A newsletter dessa semana chega com atraso, mas é por bom motivo: na quarta-feira (10.dez.2025) tivemos um evento do Núcleo em São Paulo, o nosso primeiro Núcleo Convida, e também tivemos a reunião anual da nossa equipe.
A newsletter #40 será totalmente aberta a todos, e a última do ano. Voltarei a escrever aqui no dia 7.jan.2026, com uma nova seção chamada Quinquilharia!

Quando eu era criança, eu e meus primos chamávamos de "tubarão" tudo o que achávamos legal. No Núcleo, há algum tempo, adotei a abreviação "tuba" para o mesmo fim — usamos quando algo fica ótimo. Por exemplo: "esse projeto ficou tuba". Reconheço que é mais um hábito meu que os outros acabaram incorporando, mas também frequentemente tiram sarro da minha cara por causa disso.
De toda forma, esse ano eu usei apps muito tubas na minha vida, e aqui vou listar, em order decrescente, os que eu mais gostei.
Em jan.2025 eu escrevi nesta mesma Appetrecho que o Raycast tinha saído de zero para meu app principal em menos de um mês, e isso ainda se mantém. Eu uso Raycast todo dia, pra quase tudo – de calculadora até abrir apps e checar cotações de ações e fazer prompts rápidos de IA. É bom demais.
Em virtude da morte de meu cachorro, voltei a escrever um blog depois de muitos e muitos anos, e a plataforma de minha escolha foi o Pagecord. Sua simplicidade, facilidade, minimalismo e preço me fizeram escolher essa plataforma como o lugar que abriga meus textos pessoais.
Se tem uma coisa que eu acho que IA pode fazer pelo mundo é sumarizar reuniões. O Granola faz isso muito bem, e ainda por cima não é um bot que "invade" sua reunião. A usabilidade do app tem melhorado e há mais suporte para outras línguas. Vale muito os US$18/mês que eu pago.
A imagem acima é meu recap do uso do Granola em 2025 (fiquei nos top 25% users).
Em setembro deste ano escrevi sobre minha meta reduzir significativamente meu uso de produtos do Google. O Proton Mail virou meu email pessoal principal – agora meu Gmail é só pra mandar lixo, promoções, spam e golpe do príncipe nigeriano. Toda vez que chega uma notificação no meu email da Proton, eu sei que é coisa importante.
Não é o melhor app de email em termos de usabilidade, mas é o mais seguro, tem melhorado constantemente e, principalmente, não pertence a um comprovado monopólio.
Sim, eu coloquei aqui um app que eu idealizei e a gente mesmo do Núcleo desenvolveu.
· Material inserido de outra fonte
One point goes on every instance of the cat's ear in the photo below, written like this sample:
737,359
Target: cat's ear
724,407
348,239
Não é publicidade nem auto-jabá, tô colocando um app que realmente ajudou esse ano: encontramos dezenas de novas pautas e ele ajudou a subsidiar várias reportagens em andamento.
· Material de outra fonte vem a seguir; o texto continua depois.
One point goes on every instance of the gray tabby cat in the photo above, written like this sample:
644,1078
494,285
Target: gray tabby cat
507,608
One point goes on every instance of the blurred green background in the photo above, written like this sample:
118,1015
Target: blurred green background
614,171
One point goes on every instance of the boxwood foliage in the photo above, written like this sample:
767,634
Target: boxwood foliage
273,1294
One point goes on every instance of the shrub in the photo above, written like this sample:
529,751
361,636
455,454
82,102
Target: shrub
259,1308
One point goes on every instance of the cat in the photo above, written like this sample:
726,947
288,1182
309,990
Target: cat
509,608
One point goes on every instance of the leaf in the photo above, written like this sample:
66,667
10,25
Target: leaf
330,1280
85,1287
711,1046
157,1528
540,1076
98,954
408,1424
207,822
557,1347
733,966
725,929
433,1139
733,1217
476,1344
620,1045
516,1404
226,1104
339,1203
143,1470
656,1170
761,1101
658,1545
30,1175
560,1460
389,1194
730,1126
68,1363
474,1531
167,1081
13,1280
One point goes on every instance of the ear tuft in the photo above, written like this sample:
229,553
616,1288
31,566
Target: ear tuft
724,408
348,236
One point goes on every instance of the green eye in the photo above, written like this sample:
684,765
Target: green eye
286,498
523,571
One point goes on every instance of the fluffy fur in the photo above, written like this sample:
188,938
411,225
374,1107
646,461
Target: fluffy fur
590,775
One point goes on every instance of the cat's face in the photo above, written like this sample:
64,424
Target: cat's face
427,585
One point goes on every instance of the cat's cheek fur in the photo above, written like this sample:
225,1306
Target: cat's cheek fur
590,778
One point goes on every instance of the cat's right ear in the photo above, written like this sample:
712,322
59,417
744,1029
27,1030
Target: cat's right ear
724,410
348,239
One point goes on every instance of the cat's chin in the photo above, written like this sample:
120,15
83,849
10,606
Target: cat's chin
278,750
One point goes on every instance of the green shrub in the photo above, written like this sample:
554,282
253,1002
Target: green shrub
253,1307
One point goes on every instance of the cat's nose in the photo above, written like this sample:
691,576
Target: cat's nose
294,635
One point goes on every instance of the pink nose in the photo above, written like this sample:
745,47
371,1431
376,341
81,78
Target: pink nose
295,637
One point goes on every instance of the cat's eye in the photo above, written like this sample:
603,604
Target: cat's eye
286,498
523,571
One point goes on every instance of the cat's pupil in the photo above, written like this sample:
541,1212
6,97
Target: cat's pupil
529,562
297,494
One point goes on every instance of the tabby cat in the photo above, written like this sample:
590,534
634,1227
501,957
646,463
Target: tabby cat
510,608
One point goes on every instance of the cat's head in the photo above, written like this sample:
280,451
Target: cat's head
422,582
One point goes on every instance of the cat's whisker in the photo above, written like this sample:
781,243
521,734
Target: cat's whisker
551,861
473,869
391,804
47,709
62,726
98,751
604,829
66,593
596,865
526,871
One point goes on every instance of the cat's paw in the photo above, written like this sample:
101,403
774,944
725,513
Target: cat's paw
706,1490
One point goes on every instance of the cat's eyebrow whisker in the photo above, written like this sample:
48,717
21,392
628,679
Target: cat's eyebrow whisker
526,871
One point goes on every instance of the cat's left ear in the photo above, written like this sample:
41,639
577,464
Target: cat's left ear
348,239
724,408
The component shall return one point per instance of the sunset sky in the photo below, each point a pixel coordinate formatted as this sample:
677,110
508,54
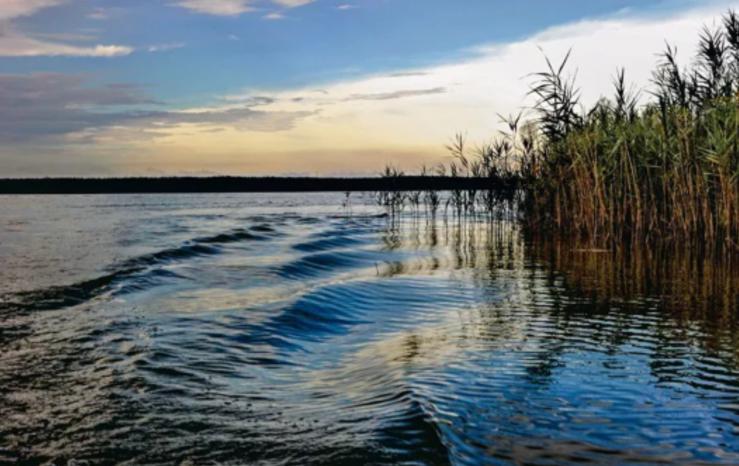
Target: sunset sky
153,87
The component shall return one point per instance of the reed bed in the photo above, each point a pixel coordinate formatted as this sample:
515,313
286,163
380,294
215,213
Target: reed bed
624,172
660,164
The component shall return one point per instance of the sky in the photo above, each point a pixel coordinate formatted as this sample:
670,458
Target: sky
299,87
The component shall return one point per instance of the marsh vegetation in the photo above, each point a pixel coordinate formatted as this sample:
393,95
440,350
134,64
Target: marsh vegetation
660,163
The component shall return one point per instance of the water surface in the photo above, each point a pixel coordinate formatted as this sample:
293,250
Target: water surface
289,329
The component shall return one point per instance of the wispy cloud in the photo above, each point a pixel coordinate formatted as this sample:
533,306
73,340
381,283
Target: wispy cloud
234,7
274,16
44,106
10,9
15,43
399,94
165,47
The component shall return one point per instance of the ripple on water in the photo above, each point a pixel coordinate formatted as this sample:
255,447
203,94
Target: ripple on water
356,340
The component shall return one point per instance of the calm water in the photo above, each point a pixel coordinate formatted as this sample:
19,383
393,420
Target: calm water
286,329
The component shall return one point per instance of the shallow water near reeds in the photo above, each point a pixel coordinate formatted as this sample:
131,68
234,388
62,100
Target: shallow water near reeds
287,329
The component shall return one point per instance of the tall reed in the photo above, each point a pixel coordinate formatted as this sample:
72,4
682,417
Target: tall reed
667,169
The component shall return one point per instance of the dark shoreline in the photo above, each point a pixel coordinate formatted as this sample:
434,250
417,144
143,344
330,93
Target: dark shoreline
246,185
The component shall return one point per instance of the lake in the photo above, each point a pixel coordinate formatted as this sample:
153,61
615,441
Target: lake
302,329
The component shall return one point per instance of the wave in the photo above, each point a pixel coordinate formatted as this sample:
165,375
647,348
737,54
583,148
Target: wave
135,274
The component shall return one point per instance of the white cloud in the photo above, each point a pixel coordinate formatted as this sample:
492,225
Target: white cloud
233,7
14,43
274,16
419,109
165,47
218,7
10,9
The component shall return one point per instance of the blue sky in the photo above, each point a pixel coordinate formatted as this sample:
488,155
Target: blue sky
154,57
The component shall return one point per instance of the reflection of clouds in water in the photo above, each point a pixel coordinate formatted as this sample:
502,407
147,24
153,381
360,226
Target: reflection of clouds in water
248,333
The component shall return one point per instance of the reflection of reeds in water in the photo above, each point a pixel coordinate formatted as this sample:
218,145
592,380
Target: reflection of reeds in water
689,283
680,281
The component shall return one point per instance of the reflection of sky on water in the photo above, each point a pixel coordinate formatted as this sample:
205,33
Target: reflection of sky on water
215,329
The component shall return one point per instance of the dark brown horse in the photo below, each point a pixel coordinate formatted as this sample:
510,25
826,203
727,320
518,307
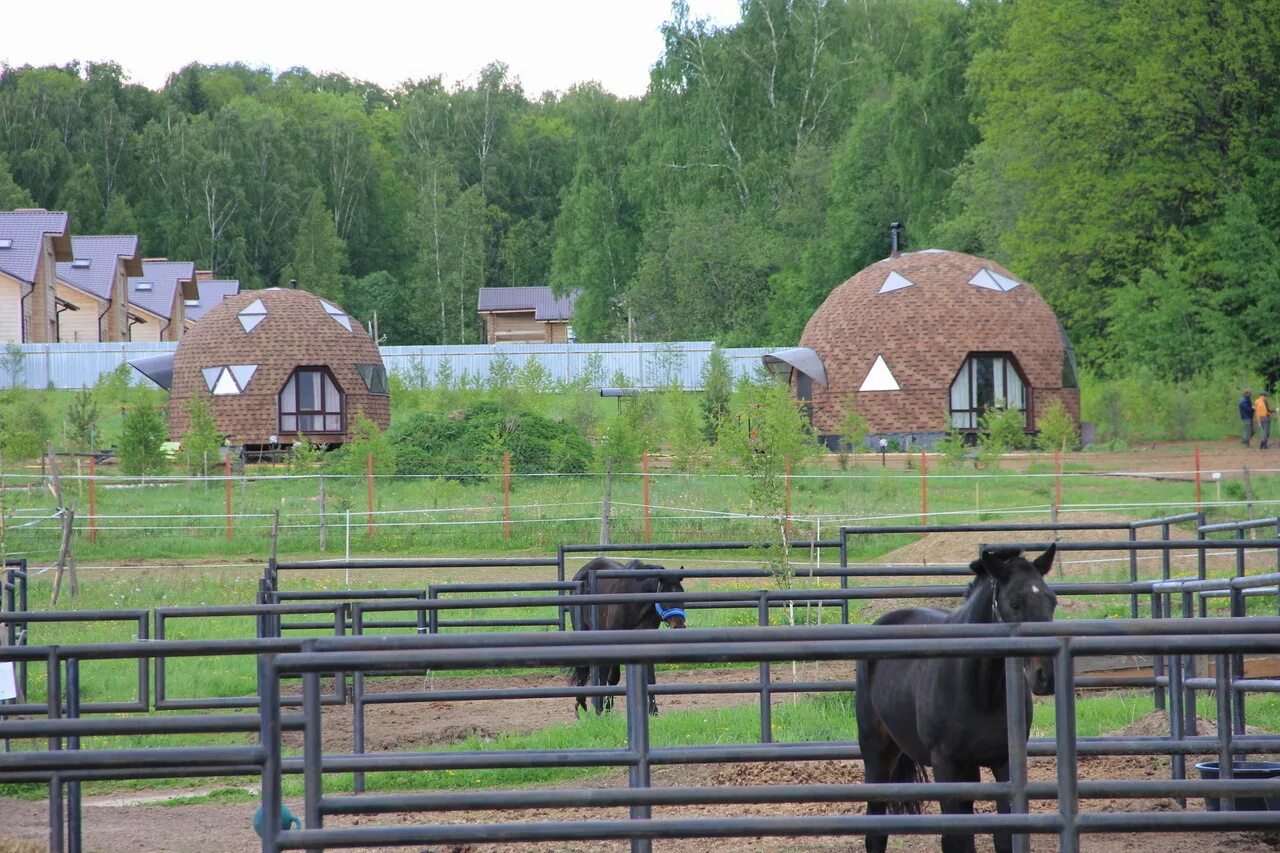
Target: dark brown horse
624,616
950,714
Ainda vamos fazer mais coisas legais com ele, mas realmente é um bom app, ainda mais pelo preço (a partir de R$10).
Eu mais ou menos uso o Obsidian há dois anos, mas apenas a partir de meados de 2025 eu realmente entrei pra valer nesse app, e agora ele é meu default para escrever projetos e desenvolver minhas consultorias. Ainda acho iA Writer melhor para sentar e escrever, mas o Obsidian é mais organizado – o bom é que dá pra usar os dois ao mesmo tempo, já que eles usam o mesmo tipo de arquivo localmente no computador.
Há tempos eu queria um app bom para me ajudar a organizar as finanças pessoais. Eu e a esposa usamos o Splitwise, mas ele é bom apenas pra divisão de despesas – eu queria algo pra mim. Não encontrei nada que fosse fantástico. Mas o Monefy foi o melhor dos apps que eu testei, e atualmente eu uso todo santo dia pra registrar minhas despesas. Não é perfeito, mas tem funcionado bem.
Há apps que a gente baixa e que se arrepende imediatamente de fazer isso. Veja abaixo o que eu considerei o lixo do lixo esse ano.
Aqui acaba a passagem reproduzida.